I also note that pellets have a more consistent (predictable) price whereas propane fluctuates more. So your estimate is valid now but may be more and more off the mark later.


----------



## KenofShelby (Jan 25, 2021)

Right, I usually buy two tons,  100 bags, of pellets at the start of the season, and so, I have the price locked in for the year.   guess that doesn’t happen with propane.


----------



## stoveliker (Jan 25, 2021)

Here:






						A Vermonter's Guide to Residential Clean Heating and Cooling (2021) | Department of Public Service
					






					publicservice.vermont.gov
				




You can find the pricing of fuels over the last 20 years here. This is per heat output (presumably assuming some reasonable heating appliance efficiency). Copied the graph.


See the cost of heat by propane be higher and more fluctuating than the cost of heat by pellets.

If I were you I'd stick with pellets...


----------



## KenofShelby (Jan 25, 2021)

thank you, I’ve seen that chart various places and it is a factor in making my decision.   My only reason turning away from pellets is that those 40# bags are getting heavy,   However for the cost difference, I’ve got a neighborhood kid that will come haul them for me, whenever I need.    Otherwise no advantage to propane if it costs more,,,My pellet stove is on a thermostat, and runs fine,, I’ve had it for many years, had it rebuilt a few ago, and I can usually fix or replace anything that needs it,,,,
I just wanted to look into propane, and see what I would find.


----------



## stoveliker (Jan 25, 2021)

KenofShelby said:


> thank you, I’ve seen that chart various places and it is a factor in making my decision.   My only reason turning away from pellets is that those 40# bags are getting heavy,   However for the cost difference, I’ve got a neighborhood kid that will come haul them for me, whenever I need.    Otherwise no advantage to propane if it costs more,,,My pellet stove is on a thermostat, and runs fine,, I’ve had it for many years, had it rebuilt a few ago, and I can usually fix or replace anything that needs it,,,,
> I just wanted to look into propane, and see what I would find.

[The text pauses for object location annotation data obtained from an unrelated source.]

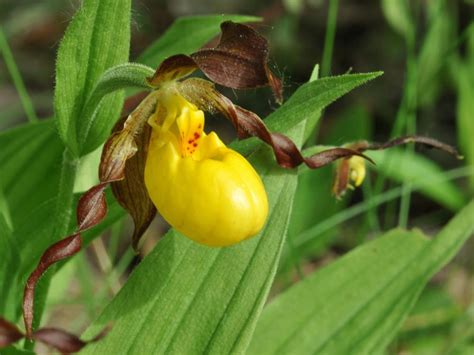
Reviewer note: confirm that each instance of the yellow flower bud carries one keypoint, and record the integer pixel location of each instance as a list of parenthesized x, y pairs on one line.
[(206, 191)]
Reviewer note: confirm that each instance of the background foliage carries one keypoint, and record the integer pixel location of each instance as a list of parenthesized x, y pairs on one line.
[(325, 276)]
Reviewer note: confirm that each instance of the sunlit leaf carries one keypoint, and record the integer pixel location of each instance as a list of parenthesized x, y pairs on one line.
[(408, 167), (185, 297)]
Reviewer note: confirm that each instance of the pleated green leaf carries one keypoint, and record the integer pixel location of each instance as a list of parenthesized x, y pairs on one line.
[(187, 35), (356, 304), (30, 164)]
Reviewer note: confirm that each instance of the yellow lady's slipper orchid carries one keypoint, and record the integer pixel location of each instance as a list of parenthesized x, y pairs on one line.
[(357, 170), (206, 191)]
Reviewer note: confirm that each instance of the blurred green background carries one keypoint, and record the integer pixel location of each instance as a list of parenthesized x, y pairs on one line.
[(426, 50)]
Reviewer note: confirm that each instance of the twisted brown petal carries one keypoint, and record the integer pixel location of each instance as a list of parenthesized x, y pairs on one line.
[(9, 333), (239, 61), (63, 341), (342, 178)]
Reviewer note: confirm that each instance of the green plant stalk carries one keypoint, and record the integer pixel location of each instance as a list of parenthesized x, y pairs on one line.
[(410, 128), (329, 38), (63, 213), (16, 77), (353, 211)]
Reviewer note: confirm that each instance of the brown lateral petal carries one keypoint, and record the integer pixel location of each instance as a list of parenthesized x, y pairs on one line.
[(342, 177), (56, 252), (172, 68), (239, 61), (117, 150), (92, 206), (63, 341), (203, 94), (131, 192), (9, 333)]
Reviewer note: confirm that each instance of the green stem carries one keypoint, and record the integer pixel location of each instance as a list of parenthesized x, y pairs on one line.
[(16, 77), (329, 38)]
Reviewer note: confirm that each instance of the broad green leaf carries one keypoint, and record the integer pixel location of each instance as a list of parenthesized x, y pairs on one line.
[(434, 50), (356, 304), (465, 108), (187, 35), (169, 305), (97, 38), (409, 167)]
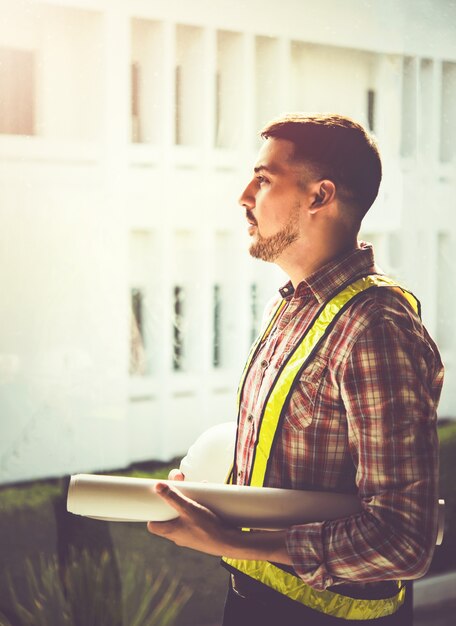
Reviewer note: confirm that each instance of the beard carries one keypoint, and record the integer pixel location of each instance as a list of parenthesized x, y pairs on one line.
[(270, 248)]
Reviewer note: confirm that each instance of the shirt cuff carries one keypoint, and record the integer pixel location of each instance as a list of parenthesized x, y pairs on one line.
[(306, 549)]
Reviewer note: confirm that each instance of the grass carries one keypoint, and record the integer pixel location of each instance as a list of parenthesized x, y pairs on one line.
[(34, 522)]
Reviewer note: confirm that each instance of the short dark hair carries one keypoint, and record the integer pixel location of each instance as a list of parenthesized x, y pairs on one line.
[(335, 147)]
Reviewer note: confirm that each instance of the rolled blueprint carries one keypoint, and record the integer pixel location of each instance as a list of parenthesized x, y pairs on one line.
[(120, 499)]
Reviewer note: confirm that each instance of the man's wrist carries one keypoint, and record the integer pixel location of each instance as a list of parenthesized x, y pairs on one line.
[(258, 545)]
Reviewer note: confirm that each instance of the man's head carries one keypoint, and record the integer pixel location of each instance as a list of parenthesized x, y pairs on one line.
[(315, 178), (337, 148)]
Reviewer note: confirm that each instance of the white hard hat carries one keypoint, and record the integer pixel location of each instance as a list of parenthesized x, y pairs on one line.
[(211, 456)]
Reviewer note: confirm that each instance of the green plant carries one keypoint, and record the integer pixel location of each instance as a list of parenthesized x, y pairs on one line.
[(85, 592)]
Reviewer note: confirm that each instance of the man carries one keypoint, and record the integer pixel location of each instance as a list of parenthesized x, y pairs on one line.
[(339, 394)]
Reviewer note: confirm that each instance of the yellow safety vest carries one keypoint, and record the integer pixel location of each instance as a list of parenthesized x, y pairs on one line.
[(271, 575)]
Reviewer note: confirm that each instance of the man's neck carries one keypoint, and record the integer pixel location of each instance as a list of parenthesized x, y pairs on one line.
[(299, 267)]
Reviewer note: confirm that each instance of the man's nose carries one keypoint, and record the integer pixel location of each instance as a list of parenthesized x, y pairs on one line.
[(247, 197)]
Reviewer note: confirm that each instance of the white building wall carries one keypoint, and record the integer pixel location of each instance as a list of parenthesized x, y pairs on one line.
[(113, 200)]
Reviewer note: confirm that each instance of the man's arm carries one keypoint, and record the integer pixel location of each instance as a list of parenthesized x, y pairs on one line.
[(390, 385)]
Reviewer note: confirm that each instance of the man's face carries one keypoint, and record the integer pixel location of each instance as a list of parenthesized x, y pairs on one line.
[(272, 200)]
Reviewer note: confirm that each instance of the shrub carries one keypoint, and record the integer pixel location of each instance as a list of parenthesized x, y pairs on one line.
[(85, 593)]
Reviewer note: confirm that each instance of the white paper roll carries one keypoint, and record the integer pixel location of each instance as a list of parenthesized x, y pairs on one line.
[(114, 498)]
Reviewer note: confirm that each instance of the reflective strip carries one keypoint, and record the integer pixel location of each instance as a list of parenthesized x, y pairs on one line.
[(293, 587), (326, 602)]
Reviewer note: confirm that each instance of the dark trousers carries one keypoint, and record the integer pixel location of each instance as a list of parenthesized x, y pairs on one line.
[(277, 610)]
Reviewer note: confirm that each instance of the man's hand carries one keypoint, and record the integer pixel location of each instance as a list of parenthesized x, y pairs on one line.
[(196, 527), (199, 528), (176, 474)]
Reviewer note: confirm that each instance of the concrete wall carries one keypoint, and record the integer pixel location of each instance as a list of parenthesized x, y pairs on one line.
[(104, 202)]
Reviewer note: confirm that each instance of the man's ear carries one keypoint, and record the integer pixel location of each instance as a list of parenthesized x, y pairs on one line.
[(323, 194)]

Sounds like a plan - including a happy and able neighborhood kid!


----------



## KenofShelby (Jan 25, 2021)

Yes,     It was an experiment to see if propane would be better, but I guess not...I enjoy the flame from the pellet stove, and I have it mastered, so sticking with it is the best choice.
Thanks for all the helpful suggestions and advice.


----------



## UpStateNY (Jan 27, 2021)

I use to burn 160 quality pellet bags a year with over 300 gallons of fuel oil  in a 23 year old  boiler  for domestic hot water and some heat for vacations.    

I now have a high efficiency Navien combo propane hot water boiler for heat and domestic hot water.   I only burn two bags of wood pellets last year and burned 740 gallons of propane at $1.50 per gallon.     

This year I will be burning 560 gallons of propane with additional electric ductless mini-split heat pump for heating above 35F degrees outside.  The electric bill increase I am guessing about $15 a month during fall/spring shoulder heating months.   
I have my own 325 gallon propane tank. You can get your propane provider to give you two or three 125 gallon propane tanks that can sit next to your house. They will charge more for propane since they own the tanks.


----------



## bjr23 (Feb 14, 2021)

UpStateNY said:


> I use to burn 160 quality pellet bags a year with over 300 gallons of fuel oil  in a 23 year old  boiler  for domestic hot water and some heat for vacations.
> 
> I now have a high efficiency Navien combo propane hot water boiler for heat and domestic hot water.   I only burn two bags of wood pellets last year and burned 740 gallons of propane at $1.50 per gallon.
> 
> ...


You Guys back east have the good life. Man, the local gas peddlers really take us to the cleaners with various taxes; inspection/handling fees and yeah they'll furnish tanks AT A PRICE. No one gives anything 'round here, YOU PAY. If you use their tanks you sign a lease that you have to use their gas and in these part you really have to shop as the prices really vary from vendor to vendor. I can remember maybe four or five years ago paying $4.50 a gallon because of shortages in the Midwest. Farmers had to dry their corn crops with propane and sucked up a lot. I've been really raising a fuss about having Natural gas lines run up our streets for house drops as there's  a main just block  and half from my neighborhood. I'll stop at that, 'cause once I get started I'm a real pain.


----------



## UpStateNY (Feb 22, 2021)

bjr23 said:


> at, 'cause once I get started I'm a real pain.


  That sucks.  Need more competition.


----------